Oscar me dijo —y con bastante claridad, por cierto— que se iba a pasar cinco días a Oxford. Pero cuatro días más tarde —de nuevo con diáfana claridad— le vi en un carruaje de dos ruedas paseándose por el Strand.
De hecho, fue Veronica Sutherland quien le vio primero. Habíamos estado almorzando en el hotel Savoy —una absurda extravagancia de mi parte, pero hacía un día frío y triste y Veronica me había dicho que anhelaba disfrutar de la calidez y de la excitación de las luces eléctricas del Savoy—, de ahí que nos adentráramos en el Strand poco después de las tres y media. Estábamos de pie en la acera, tomados del brazo. Yo miraba hacia la calle, fingiendo buscar un coche al tiempo que esperaba no encontrar ninguno (el viaje en tren desde Charing Cross a Sloane Square era rápido y barato), cuando de pronto Veronica exclamó:
—¡Mire! Al otro lado de la calle. Es el señor Wilde… en compañía de una hermosa joven. ¿Diría que es una actriz?

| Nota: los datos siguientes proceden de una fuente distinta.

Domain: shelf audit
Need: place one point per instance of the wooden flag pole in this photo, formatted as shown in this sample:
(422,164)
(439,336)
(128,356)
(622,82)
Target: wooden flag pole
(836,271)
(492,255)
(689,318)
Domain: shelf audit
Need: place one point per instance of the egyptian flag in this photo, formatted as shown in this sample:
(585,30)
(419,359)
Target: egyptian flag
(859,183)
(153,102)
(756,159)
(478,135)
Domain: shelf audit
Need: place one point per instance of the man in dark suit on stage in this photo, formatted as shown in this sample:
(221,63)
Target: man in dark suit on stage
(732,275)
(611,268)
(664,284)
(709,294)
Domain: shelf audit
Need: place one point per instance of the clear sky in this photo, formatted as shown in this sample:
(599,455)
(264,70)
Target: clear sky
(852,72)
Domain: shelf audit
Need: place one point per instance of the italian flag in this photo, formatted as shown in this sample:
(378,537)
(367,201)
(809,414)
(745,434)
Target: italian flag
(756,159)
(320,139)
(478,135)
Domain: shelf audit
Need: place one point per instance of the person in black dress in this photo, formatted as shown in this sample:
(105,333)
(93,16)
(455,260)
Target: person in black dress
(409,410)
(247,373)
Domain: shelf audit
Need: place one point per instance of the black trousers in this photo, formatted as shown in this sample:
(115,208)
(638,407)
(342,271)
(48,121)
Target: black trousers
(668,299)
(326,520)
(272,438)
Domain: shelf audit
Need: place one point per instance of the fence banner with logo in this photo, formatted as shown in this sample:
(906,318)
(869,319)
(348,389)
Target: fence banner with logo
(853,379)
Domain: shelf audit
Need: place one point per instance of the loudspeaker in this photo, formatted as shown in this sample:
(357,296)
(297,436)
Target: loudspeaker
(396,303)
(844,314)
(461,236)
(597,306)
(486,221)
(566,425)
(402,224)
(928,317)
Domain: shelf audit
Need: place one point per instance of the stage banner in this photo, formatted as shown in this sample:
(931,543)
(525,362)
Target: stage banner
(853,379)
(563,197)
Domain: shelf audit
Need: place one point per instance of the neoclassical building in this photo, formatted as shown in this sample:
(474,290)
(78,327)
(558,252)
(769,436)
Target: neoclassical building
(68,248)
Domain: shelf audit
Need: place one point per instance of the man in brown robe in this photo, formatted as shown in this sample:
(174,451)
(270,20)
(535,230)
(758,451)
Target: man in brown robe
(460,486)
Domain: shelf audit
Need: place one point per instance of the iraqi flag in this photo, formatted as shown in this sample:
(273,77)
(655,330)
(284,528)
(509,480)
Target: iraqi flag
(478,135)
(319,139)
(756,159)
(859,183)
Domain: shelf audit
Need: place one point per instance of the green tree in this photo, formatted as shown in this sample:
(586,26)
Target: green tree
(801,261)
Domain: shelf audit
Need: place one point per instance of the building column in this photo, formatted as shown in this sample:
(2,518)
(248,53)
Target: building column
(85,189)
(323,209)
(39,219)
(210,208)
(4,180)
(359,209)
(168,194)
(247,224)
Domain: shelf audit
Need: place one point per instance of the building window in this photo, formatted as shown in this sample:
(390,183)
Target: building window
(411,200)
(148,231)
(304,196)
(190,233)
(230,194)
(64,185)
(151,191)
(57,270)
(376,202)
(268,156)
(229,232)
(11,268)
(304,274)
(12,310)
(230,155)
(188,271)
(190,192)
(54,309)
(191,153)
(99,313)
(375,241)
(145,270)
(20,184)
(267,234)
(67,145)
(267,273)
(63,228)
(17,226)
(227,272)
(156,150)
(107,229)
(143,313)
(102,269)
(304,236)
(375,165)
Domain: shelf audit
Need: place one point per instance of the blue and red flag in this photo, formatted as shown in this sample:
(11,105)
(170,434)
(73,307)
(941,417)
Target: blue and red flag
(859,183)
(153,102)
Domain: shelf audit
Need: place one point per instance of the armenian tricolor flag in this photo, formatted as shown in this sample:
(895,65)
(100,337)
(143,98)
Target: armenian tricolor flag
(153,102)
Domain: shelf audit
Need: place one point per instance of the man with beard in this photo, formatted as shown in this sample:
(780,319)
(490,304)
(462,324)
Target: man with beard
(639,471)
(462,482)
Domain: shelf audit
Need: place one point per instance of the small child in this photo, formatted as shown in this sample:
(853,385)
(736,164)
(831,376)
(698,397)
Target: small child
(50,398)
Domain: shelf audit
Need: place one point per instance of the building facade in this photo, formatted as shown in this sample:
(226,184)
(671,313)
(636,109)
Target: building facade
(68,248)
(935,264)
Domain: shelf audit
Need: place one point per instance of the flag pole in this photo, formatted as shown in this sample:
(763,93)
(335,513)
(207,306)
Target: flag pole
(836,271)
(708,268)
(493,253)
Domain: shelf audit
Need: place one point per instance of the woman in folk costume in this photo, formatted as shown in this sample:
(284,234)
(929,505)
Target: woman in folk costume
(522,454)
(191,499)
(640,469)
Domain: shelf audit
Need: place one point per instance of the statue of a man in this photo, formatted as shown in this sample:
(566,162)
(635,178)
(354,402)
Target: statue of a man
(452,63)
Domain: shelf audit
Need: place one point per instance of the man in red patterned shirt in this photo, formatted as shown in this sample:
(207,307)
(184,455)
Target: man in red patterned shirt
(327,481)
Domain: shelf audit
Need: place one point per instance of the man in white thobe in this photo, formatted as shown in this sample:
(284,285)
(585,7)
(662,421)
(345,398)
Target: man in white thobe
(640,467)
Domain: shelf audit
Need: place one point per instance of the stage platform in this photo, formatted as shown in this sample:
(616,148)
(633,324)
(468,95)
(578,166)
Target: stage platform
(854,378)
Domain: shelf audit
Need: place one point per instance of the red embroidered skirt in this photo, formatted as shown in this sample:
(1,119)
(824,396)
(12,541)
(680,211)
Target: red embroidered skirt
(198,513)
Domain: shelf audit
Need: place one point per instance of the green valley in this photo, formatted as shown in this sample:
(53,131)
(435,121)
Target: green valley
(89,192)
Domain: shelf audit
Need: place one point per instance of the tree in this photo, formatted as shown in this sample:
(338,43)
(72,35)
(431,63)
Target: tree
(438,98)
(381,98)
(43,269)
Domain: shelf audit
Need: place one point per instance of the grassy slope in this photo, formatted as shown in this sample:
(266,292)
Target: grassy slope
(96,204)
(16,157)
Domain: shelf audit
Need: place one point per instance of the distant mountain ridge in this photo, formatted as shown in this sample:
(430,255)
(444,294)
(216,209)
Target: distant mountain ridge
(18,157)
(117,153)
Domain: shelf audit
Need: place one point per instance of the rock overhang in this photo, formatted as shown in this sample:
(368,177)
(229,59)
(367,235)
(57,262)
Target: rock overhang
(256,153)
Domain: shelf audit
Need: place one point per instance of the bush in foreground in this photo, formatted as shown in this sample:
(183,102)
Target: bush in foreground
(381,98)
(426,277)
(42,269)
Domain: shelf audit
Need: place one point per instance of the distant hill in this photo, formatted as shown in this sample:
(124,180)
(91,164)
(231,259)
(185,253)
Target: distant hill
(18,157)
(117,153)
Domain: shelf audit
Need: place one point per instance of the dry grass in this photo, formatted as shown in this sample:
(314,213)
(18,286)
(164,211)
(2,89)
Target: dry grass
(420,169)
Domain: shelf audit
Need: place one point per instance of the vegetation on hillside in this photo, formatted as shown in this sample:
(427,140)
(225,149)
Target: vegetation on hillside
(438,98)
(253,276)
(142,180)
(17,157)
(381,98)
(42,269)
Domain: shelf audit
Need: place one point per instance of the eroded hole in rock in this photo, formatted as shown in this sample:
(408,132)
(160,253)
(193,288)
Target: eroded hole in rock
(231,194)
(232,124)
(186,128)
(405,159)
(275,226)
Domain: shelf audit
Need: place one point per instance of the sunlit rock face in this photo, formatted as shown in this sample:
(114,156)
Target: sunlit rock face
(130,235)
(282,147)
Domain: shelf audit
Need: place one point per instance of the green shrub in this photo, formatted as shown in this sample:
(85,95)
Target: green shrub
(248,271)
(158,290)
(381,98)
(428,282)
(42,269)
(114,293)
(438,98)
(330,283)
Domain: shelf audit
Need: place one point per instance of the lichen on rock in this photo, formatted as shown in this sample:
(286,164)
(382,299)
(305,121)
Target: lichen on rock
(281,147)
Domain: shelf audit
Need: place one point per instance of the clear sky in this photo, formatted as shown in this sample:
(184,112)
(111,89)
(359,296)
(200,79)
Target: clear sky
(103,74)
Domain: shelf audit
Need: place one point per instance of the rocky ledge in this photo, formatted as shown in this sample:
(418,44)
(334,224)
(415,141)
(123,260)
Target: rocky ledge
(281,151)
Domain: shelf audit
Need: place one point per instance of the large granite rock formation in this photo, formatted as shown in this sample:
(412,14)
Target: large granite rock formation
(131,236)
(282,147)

Me volví a mirar en la dirección a la que Veronica apuntaba y, efectivamente, en un carruaje que en ese preciso instante giraba por el Strand para perderse por una pequeña callejuela lateral que lleva a la parte trasera del teatro Lyceum iba Oscar. Sin duda era él. Iba vestido de forma extravagante, con un abrigo de invierno de color verde botella con cuello de astracán, y se reía con la cabeza inclinada hacia atrás. Parecía más feliz de lo que le había visto nunca. Oscar, era sin duda Oscar, pero la joven dama no era hermosa en absoluto. Aunque no pude distinguir sus rasgos con claridad —su capa llevaba una capucha—, por lo poco que pude ver era la joven de Soho Square, la joven dama del rostro desfigurado.
—¿Diría que es una actriz? —repitió Veronica.
—No tengo ni idea —respondí—. Lo que desde luego no diría es que es hermosa.
—¿No? —preguntó—. Ustedes los hombres tienen ideas muy particulares sobre la belleza de las mujeres. A mí me parece preciosa. Al señor Wilde le apasiona la belleza, ¿verdad?
—Y le horroriza la fealdad —dije—. Le he visto cruzar de acera para evitar ver a alguien a quien consideraba poco favorecido. Entiende la fealdad como una suerte de enfermedad, de ahí que me resulte extraño verle en compañía de esa joven en particular. —El carruaje ya había desaparecido en la cada vez más densa penumbra del crepúsculo.
—Nada tiene esa joven de desfavorecida, Robert. Si es ésa su opinión, el raro es usted.
—Quizá lo que ocurre es que, comparadas con usted, todas las mujeres me resultan carentes de atractivo —dije.
—Es usted muy galante, señor Sherard —respondió, apretándome el brazo con el suyo y obligándome a girar en dirección a Trafalgar Square—. Me encantaría disfrutar de un paseo con un hombre tan galante. ¿Me acompaña a Charing Cross? Podemos tomar el metro.
Me incliné hacia ella y la besé en la frente.
—Dígame —dijo, mientras echábamos a andar por la calle—. Hace tiempo que quiero preguntarle una cosa: ¿desde cuando conoce el señor Wilde al señor John Gray?